Neal D. Buckwalter is a doctoral candidate in the School of Public and Environmental Affairs at Indiana University, Bloomington. His research interests include the role of transparency in government administration, state and local government structure, and fiscal capacity. Concurrent interests include public service structures and the potential to strengthen capacity through effective mentoring efforts.


This article seeks to identify the status and infrastructure of public service in 2020. It first examines Leonard White’s early effort at predicting a future search for public service, written in 1942, but with an eye toward the 1950s and 1960s. The authors assess the subsequent structural and ideological development of public service to lay a framework for their own projection of the public service of the future. They anticipate important foundational shifts that will lead to a revaluing of public service and opportunities to reinvigorate public work. The authors conclude with a list of six specific public service infrastructure changes that they anticipate will become manifest by 2020.

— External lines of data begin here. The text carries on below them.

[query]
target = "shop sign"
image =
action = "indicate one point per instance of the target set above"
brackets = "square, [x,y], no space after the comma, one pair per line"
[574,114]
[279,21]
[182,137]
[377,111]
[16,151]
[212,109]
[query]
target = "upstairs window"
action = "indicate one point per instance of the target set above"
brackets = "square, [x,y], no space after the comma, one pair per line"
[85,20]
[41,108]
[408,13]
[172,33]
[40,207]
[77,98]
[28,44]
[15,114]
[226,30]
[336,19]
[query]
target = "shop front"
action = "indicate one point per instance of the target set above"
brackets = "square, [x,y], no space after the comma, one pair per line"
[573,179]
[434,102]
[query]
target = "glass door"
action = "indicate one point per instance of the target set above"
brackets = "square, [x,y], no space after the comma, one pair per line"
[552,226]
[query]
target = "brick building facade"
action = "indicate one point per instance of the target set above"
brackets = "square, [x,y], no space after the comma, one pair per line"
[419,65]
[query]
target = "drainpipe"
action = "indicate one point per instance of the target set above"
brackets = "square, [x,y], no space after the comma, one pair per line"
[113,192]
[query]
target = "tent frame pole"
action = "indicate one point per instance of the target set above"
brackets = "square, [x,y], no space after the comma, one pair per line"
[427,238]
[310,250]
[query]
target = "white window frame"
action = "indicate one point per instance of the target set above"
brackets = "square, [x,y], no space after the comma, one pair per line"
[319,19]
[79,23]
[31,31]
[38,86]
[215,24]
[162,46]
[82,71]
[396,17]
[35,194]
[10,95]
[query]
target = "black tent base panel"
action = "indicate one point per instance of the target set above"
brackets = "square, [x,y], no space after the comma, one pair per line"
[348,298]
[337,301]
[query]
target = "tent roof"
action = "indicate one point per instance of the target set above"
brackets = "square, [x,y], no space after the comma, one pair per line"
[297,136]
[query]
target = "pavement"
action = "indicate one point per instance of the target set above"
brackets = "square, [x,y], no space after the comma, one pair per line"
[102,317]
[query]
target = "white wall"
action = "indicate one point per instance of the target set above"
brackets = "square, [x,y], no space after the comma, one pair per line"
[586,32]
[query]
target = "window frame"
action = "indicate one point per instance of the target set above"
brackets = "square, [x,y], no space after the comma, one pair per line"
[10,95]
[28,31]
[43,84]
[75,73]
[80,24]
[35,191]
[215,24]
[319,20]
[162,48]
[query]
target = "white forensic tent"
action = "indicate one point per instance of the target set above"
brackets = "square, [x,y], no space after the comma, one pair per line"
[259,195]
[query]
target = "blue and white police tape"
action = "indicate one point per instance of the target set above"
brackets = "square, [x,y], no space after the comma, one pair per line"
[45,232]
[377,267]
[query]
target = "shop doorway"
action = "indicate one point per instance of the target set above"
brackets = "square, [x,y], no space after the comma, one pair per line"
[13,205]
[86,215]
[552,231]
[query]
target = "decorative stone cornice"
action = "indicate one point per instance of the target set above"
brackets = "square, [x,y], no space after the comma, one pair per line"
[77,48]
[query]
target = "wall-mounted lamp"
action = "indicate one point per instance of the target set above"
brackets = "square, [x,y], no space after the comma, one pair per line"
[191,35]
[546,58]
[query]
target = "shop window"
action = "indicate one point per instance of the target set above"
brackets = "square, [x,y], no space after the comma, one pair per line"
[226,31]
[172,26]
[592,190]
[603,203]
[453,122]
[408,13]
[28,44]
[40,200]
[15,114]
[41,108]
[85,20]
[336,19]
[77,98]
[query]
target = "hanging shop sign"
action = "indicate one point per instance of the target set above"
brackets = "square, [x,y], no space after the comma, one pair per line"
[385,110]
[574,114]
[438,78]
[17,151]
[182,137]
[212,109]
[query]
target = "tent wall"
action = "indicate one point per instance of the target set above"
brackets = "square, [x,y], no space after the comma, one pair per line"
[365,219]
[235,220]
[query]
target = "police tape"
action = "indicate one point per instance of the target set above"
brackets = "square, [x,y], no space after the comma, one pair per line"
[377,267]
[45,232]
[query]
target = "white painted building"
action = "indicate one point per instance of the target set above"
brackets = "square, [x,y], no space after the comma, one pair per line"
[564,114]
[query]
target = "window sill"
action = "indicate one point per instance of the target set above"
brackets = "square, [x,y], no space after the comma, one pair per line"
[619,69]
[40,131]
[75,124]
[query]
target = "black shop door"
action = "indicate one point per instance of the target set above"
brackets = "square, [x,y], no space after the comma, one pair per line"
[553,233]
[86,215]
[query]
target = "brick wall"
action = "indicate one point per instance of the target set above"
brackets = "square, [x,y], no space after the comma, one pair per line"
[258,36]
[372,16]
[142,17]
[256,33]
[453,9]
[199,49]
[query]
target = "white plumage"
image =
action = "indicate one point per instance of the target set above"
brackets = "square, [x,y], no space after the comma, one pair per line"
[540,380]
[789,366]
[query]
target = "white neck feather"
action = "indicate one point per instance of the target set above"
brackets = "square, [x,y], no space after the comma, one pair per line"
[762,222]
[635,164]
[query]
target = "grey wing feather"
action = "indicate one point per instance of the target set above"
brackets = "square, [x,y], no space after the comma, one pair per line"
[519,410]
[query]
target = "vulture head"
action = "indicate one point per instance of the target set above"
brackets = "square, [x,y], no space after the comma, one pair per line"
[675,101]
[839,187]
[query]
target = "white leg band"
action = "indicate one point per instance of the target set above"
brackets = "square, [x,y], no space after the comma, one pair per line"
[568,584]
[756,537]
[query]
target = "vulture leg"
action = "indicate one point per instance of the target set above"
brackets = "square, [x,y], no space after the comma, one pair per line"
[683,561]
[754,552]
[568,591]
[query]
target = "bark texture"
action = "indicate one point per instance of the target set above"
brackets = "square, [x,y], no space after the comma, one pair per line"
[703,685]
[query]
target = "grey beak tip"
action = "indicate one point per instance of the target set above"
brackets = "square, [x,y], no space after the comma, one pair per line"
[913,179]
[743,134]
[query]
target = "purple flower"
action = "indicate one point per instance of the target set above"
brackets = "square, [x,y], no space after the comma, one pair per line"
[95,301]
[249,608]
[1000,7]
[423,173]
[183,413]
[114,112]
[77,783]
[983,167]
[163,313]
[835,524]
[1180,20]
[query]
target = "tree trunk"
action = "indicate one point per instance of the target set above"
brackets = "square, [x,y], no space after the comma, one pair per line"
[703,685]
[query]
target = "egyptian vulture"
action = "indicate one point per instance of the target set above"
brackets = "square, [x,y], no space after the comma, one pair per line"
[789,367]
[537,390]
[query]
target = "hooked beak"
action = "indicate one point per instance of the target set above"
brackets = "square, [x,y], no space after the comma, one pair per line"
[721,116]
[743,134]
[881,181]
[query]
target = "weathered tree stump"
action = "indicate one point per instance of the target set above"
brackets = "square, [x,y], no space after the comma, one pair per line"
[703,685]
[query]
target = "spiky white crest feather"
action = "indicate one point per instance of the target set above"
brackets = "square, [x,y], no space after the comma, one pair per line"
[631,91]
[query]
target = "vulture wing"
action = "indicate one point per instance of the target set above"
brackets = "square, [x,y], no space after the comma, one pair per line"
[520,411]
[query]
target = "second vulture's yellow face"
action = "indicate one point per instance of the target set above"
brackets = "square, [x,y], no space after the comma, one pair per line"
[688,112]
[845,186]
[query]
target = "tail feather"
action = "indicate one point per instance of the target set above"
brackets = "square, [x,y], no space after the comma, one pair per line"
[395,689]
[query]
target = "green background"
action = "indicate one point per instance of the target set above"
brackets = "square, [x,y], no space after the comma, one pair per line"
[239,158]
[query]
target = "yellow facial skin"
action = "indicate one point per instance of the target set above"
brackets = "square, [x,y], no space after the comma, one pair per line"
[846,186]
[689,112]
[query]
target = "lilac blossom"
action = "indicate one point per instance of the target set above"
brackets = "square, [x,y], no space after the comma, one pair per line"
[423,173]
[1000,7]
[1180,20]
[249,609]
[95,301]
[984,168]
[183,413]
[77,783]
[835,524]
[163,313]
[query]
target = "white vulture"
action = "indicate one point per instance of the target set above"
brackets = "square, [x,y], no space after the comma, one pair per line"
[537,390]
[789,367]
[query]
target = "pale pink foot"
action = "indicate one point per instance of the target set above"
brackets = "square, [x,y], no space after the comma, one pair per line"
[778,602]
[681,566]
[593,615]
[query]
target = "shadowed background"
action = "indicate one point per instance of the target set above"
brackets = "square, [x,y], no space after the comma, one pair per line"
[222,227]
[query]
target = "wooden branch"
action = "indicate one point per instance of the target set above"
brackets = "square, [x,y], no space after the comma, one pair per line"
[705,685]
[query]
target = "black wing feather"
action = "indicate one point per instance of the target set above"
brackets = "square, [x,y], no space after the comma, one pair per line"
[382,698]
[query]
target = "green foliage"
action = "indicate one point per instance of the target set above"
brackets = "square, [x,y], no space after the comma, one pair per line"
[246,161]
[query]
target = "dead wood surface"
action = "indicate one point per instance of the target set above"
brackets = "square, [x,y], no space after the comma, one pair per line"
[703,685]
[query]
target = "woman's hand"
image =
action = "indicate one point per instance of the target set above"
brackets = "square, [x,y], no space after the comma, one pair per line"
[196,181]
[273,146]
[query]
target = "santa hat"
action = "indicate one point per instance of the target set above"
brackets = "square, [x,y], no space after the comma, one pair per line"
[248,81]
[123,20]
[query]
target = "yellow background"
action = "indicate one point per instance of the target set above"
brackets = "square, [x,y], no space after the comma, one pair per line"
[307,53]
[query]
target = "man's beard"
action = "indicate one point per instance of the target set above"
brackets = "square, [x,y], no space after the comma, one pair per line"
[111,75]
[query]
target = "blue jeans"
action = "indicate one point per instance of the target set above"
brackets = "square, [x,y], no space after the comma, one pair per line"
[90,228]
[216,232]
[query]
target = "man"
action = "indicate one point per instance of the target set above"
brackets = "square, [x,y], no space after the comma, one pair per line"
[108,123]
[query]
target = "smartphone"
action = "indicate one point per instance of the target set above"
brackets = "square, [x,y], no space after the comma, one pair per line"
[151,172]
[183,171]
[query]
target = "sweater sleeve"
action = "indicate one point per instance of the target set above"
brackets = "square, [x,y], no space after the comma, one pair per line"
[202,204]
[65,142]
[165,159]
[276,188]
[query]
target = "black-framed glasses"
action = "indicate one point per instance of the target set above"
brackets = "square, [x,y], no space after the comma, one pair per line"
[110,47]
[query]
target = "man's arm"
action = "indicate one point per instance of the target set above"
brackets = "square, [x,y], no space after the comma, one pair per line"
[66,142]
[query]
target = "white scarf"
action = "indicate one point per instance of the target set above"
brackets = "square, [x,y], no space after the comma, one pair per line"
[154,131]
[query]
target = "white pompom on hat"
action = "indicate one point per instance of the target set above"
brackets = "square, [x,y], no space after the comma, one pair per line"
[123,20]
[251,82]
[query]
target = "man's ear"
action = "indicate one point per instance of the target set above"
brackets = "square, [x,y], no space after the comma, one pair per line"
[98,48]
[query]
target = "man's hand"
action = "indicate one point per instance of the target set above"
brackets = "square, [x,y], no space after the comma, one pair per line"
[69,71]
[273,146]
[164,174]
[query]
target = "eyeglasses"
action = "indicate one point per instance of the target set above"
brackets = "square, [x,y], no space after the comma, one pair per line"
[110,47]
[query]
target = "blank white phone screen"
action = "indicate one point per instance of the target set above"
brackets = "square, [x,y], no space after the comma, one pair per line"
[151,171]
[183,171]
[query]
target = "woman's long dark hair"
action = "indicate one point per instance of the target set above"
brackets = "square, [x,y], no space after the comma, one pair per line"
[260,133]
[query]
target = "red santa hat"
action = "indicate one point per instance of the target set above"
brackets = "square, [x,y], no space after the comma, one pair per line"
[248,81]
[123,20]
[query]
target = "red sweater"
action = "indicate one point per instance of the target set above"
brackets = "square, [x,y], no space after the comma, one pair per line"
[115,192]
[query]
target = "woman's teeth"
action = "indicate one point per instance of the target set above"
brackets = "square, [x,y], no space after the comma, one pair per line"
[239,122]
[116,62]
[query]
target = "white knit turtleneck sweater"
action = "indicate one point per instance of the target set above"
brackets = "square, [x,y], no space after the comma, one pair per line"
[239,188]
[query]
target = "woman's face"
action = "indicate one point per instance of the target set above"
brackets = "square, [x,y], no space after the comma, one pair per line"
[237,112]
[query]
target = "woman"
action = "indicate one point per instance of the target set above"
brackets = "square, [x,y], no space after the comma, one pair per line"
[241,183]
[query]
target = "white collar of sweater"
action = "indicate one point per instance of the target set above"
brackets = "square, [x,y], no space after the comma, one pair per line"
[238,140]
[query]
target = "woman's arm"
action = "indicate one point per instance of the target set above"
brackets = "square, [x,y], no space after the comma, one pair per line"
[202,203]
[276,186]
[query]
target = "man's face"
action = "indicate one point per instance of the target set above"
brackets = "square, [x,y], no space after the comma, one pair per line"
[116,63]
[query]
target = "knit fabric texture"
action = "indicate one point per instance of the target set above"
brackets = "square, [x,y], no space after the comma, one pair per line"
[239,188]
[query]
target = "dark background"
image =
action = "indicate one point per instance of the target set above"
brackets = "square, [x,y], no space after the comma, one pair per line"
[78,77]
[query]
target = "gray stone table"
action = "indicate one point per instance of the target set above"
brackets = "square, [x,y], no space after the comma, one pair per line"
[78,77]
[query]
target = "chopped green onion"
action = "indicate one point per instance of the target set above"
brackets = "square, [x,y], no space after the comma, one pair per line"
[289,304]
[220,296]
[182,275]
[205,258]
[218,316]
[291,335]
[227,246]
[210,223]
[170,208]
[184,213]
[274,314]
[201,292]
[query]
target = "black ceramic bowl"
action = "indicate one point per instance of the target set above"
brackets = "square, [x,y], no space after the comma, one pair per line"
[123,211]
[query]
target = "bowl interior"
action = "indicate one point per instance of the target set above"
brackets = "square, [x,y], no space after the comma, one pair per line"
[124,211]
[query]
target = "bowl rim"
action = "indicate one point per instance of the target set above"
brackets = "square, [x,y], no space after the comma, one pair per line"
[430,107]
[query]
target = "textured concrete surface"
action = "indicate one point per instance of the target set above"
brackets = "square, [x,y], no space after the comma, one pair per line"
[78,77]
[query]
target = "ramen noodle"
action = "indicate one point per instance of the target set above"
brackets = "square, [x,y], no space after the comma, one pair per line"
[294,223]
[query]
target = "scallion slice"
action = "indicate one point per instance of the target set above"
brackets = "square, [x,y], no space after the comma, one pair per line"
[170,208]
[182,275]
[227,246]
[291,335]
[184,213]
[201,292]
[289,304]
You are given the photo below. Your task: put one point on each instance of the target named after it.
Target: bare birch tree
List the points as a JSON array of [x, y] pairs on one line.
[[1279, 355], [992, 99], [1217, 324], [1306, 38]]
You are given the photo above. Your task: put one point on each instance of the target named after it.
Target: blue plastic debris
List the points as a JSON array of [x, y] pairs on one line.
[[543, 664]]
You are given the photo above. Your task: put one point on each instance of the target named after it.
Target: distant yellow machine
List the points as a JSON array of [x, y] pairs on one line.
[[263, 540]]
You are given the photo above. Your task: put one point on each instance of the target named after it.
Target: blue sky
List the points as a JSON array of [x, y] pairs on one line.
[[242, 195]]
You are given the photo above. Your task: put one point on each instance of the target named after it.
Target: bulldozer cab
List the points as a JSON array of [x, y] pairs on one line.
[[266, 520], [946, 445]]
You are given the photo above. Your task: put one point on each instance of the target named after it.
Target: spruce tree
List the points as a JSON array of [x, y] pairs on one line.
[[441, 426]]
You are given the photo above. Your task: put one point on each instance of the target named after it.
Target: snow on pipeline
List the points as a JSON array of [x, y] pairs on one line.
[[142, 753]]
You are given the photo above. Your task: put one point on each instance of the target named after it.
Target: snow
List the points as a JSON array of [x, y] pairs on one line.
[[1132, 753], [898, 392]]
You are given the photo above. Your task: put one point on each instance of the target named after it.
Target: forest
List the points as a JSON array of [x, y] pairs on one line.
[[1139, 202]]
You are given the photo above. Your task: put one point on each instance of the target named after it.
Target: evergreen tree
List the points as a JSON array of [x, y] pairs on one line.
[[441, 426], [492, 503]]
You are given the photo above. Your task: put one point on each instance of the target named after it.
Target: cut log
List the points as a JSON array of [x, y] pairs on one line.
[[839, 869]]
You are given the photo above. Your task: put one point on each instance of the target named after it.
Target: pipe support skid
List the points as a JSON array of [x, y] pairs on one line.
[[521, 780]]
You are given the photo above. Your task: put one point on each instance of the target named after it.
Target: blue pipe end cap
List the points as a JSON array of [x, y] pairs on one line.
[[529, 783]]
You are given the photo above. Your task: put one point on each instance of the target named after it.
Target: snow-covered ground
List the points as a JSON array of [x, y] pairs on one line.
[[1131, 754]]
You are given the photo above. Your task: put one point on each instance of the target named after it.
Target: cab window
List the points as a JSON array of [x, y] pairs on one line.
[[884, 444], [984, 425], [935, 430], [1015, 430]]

Guest editors’ note: In 1942, the University of Chicago Press published a book edited by Leonard D. White titled The Future of Government in the United States. Each chapter in the book presents predictions concerning the future of U.S. public administration. In this article, James L. Perry and Neal D. Buckwalter examine White’s predictions for the future of public service published in that book, comment on whether White’s predictions were correct, and look to the future to examine public administration in 2020.